GRA executive director Michael Oshman says the average certification cost for the group’s nearly 320 clients is about $700 to $2,000 a year. Some pay as high as $3,000, he notes.

Oshman says it takes at least three months for the GRA to examine a company’s operations before it grants a green logo. But in B.R. Guest’s case that only took two weeks because of the myriad steps it had put in place beforehand.

The QAI’s Abney says his manufacturing and agricultural clients pay about $5,000 a year for organics consulting and the NOP label.

Urvashi Rangan, who heads the eco-label surveillance network of Yonkers, N.Y.-based Consumers Union, publisher of Consumer Reports magazine, says CU has taken note of the fact that some restaurants are seeking organic certifications even though the law does not require them to do so.

Rangan contends that the entire organic-food and green movements are rife with unscrupulous businesses that engage in “greenwashing”—new-age hucksterism in products marketed as green, organic or pro-environment when, in fact, they have none of those qualities.
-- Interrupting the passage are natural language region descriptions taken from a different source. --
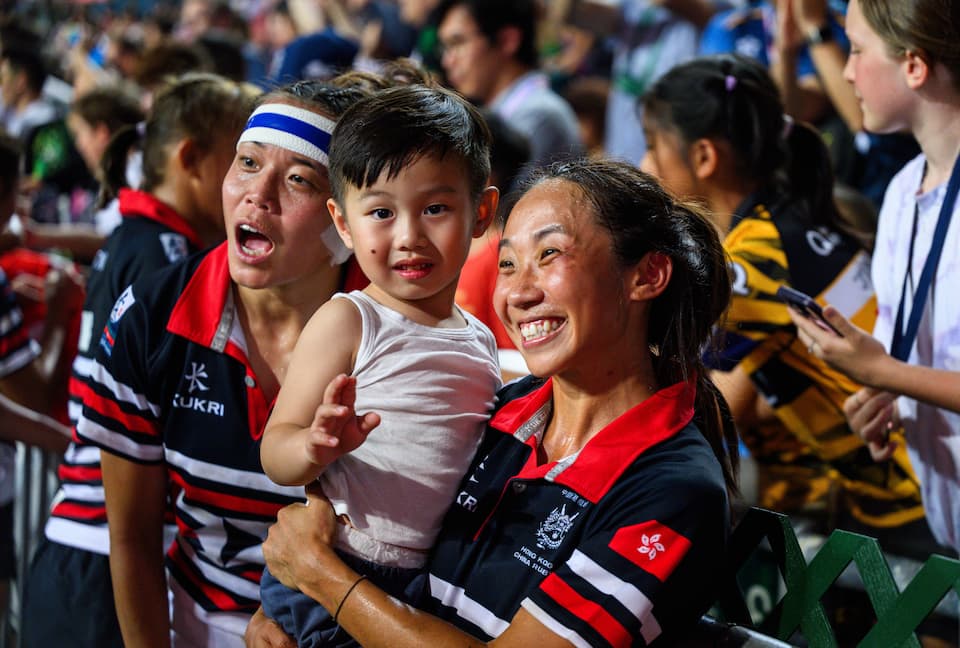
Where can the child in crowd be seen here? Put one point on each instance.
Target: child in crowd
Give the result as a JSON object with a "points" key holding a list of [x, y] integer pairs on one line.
{"points": [[905, 67], [188, 144], [716, 131], [408, 169]]}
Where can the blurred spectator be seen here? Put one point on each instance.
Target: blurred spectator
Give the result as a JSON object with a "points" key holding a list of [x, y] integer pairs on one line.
{"points": [[422, 16], [717, 133], [588, 98], [93, 119], [22, 73], [165, 62], [490, 56], [509, 154], [650, 37]]}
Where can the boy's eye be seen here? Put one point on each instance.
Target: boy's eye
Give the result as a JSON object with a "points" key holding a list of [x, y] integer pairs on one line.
{"points": [[548, 252]]}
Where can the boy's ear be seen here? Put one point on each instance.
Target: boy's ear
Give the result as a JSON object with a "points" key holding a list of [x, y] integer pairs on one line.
{"points": [[703, 158], [916, 69], [340, 222], [650, 277], [486, 210]]}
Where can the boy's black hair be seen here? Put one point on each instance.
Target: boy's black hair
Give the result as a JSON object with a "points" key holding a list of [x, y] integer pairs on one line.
{"points": [[11, 155], [392, 128]]}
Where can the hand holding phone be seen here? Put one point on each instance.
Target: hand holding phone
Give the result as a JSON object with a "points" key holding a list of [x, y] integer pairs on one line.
{"points": [[806, 306]]}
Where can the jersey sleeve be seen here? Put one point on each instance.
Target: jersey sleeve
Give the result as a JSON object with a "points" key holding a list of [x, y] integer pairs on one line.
{"points": [[119, 412], [16, 348], [640, 571]]}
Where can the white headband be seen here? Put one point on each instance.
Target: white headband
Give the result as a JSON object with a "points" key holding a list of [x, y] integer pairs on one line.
{"points": [[292, 128]]}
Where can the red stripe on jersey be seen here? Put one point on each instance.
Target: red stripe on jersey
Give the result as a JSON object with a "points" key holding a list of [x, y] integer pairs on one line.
{"points": [[651, 546], [75, 388], [79, 474], [195, 494], [588, 611], [110, 409], [80, 512], [12, 342], [217, 595]]}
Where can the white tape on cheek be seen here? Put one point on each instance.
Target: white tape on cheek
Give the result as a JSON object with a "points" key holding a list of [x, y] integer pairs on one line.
{"points": [[339, 252]]}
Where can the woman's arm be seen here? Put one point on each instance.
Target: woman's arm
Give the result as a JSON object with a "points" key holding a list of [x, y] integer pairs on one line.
{"points": [[313, 421], [31, 427], [863, 358], [136, 496], [298, 553]]}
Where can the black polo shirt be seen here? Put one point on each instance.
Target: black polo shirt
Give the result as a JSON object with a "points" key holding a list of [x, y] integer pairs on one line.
{"points": [[616, 545]]}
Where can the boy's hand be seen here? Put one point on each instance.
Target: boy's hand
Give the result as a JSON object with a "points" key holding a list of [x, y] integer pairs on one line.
{"points": [[336, 428]]}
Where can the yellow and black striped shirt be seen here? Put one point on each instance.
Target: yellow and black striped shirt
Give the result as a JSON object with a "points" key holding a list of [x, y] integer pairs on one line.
{"points": [[810, 439]]}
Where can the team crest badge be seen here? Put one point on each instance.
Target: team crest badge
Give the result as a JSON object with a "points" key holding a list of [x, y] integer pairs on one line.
{"points": [[125, 301], [554, 528], [174, 246]]}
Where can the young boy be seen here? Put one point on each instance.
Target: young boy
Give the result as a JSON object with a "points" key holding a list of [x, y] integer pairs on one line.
{"points": [[408, 171]]}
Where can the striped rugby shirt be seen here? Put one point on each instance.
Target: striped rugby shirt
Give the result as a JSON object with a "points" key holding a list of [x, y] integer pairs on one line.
{"points": [[770, 244], [17, 350], [151, 236], [171, 383], [614, 546]]}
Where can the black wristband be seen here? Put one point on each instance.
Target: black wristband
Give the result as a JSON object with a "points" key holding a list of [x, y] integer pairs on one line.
{"points": [[345, 596], [819, 35]]}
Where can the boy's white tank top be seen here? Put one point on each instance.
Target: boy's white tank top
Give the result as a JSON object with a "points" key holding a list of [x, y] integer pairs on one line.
{"points": [[434, 389]]}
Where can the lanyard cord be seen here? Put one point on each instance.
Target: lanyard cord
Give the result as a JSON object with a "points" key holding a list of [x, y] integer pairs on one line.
{"points": [[903, 340]]}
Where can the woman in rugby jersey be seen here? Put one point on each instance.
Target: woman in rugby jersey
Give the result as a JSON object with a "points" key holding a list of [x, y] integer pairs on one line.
{"points": [[188, 366], [596, 509], [187, 144]]}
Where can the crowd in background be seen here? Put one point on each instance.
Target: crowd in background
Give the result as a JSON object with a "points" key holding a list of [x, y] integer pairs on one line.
{"points": [[749, 108]]}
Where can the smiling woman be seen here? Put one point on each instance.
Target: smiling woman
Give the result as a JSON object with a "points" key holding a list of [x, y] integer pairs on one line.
{"points": [[595, 512], [183, 381]]}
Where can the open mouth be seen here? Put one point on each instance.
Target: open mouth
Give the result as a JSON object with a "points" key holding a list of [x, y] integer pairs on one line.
{"points": [[413, 270], [539, 329], [253, 242]]}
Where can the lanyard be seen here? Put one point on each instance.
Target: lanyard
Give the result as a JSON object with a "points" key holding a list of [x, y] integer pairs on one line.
{"points": [[903, 340]]}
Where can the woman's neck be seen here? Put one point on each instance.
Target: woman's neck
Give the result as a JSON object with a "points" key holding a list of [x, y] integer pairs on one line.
{"points": [[272, 319], [937, 130], [581, 408], [294, 302]]}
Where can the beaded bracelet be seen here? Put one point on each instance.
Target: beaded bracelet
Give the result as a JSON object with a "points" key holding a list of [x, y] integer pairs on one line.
{"points": [[345, 596]]}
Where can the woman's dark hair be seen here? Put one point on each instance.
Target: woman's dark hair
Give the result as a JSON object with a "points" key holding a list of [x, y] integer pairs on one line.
{"points": [[111, 106], [641, 217], [203, 107], [11, 159], [928, 27], [733, 98], [392, 128], [493, 15]]}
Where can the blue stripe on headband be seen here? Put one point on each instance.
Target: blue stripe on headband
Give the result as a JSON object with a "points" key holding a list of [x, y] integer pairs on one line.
{"points": [[292, 125]]}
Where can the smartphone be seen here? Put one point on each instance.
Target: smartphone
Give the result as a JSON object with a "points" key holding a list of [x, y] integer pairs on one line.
{"points": [[806, 306]]}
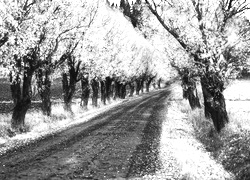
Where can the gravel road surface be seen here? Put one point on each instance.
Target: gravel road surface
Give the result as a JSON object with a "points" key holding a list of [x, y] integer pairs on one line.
{"points": [[121, 143]]}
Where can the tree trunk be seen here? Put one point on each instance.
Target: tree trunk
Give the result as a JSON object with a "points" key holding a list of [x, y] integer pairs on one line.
{"points": [[22, 99], [44, 89], [142, 85], [148, 82], [214, 102], [190, 91], [95, 89], [154, 85], [132, 89], [103, 92], [69, 87], [138, 86], [108, 84], [159, 83], [123, 91], [117, 89], [85, 92]]}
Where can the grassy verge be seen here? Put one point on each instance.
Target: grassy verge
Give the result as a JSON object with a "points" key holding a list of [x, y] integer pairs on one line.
{"points": [[231, 146]]}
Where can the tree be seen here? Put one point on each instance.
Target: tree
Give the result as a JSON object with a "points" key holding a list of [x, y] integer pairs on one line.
{"points": [[210, 25], [35, 43]]}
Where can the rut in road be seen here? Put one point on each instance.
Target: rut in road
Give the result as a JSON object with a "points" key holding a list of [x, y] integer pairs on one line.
{"points": [[121, 142]]}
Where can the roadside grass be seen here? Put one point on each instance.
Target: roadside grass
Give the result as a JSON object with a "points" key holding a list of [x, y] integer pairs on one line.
{"points": [[38, 125], [181, 154], [231, 146]]}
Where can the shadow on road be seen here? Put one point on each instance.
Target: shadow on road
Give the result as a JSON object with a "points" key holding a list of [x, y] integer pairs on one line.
{"points": [[145, 159]]}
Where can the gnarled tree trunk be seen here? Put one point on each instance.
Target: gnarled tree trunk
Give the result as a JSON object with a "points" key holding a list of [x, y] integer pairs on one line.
{"points": [[44, 89], [85, 92], [138, 86], [69, 87], [132, 89], [148, 82], [159, 83], [95, 89], [214, 102], [117, 89], [108, 84], [190, 90], [21, 93], [103, 92], [123, 91]]}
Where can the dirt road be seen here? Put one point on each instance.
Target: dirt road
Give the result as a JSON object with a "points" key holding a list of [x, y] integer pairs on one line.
{"points": [[120, 143]]}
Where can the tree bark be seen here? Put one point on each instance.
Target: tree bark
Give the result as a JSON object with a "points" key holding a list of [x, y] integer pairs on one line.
{"points": [[22, 101], [117, 89], [95, 89], [44, 89], [85, 92], [138, 86], [103, 92], [69, 87], [108, 84], [148, 82], [142, 85], [214, 102], [123, 91], [22, 92], [159, 83], [190, 91], [132, 89]]}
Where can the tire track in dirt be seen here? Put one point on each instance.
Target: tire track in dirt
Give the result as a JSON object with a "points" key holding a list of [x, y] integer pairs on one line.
{"points": [[109, 135]]}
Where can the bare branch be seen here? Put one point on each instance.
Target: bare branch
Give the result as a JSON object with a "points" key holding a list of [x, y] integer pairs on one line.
{"points": [[172, 32]]}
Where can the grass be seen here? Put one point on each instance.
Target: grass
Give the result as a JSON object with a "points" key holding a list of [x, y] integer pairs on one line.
{"points": [[231, 146]]}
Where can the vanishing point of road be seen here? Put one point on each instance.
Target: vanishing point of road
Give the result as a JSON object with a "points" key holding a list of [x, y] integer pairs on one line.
{"points": [[121, 143]]}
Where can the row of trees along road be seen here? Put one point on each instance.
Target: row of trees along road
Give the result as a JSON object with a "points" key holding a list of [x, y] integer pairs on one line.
{"points": [[80, 41], [215, 38]]}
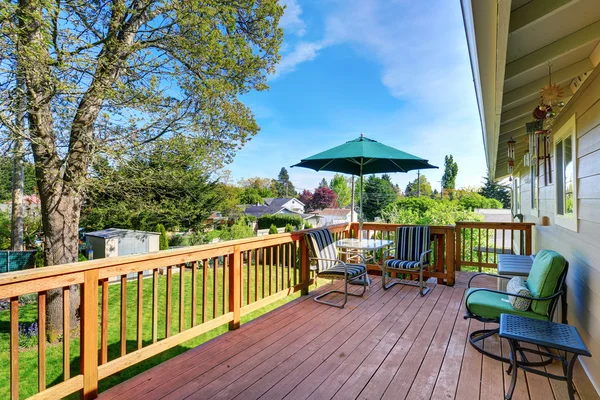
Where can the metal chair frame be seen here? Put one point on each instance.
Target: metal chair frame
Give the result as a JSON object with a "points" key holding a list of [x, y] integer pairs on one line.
{"points": [[345, 278], [482, 334], [423, 290]]}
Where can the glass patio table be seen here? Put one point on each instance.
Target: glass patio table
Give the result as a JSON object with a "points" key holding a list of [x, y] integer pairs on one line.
{"points": [[369, 248]]}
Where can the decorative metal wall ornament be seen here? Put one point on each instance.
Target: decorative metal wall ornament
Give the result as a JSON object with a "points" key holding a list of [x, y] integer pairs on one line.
{"points": [[511, 148]]}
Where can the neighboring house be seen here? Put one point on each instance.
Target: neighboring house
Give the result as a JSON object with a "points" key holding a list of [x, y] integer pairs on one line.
{"points": [[115, 242], [216, 219], [332, 216], [511, 44], [276, 206]]}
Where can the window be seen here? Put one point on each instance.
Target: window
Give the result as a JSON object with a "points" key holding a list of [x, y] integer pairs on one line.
{"points": [[565, 142], [533, 180]]}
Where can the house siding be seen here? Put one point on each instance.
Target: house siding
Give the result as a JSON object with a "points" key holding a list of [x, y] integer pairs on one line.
{"points": [[582, 248]]}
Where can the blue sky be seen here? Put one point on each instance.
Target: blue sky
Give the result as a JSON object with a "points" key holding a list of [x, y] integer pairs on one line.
{"points": [[397, 70]]}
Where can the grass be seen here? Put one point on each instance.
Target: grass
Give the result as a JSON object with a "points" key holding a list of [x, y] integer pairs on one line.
{"points": [[28, 362]]}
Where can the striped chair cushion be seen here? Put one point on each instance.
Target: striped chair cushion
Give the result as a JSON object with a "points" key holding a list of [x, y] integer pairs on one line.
{"points": [[321, 245], [337, 272], [411, 242], [400, 264]]}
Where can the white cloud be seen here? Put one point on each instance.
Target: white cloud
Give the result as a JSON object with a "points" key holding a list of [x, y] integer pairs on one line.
{"points": [[291, 21], [304, 51]]}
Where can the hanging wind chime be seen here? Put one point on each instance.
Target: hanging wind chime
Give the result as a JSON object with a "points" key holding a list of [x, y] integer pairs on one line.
{"points": [[540, 131], [511, 156]]}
She said greenwashing is particularly problematic in seafood retailing and foodservice, where some market “organic fish.” The federal government has deemed it a deceptive business practice to use the term “organic” for seafood since no such standards have been established.

While noting recent Walnut Acres/Roper ASW survey findings that 72 percent of Americans would choose a product labeled organic over a regularly labeled option, Organic To Go president Brown says that chains like his that want to be green should not focus solely on that goal to the detriment of fundamental business requirements.

“It’s also important to remember that as a corporation we have a responsibility to make a profit, not only for the men and women who work here, but for all the societal things we as a corporation want to do.”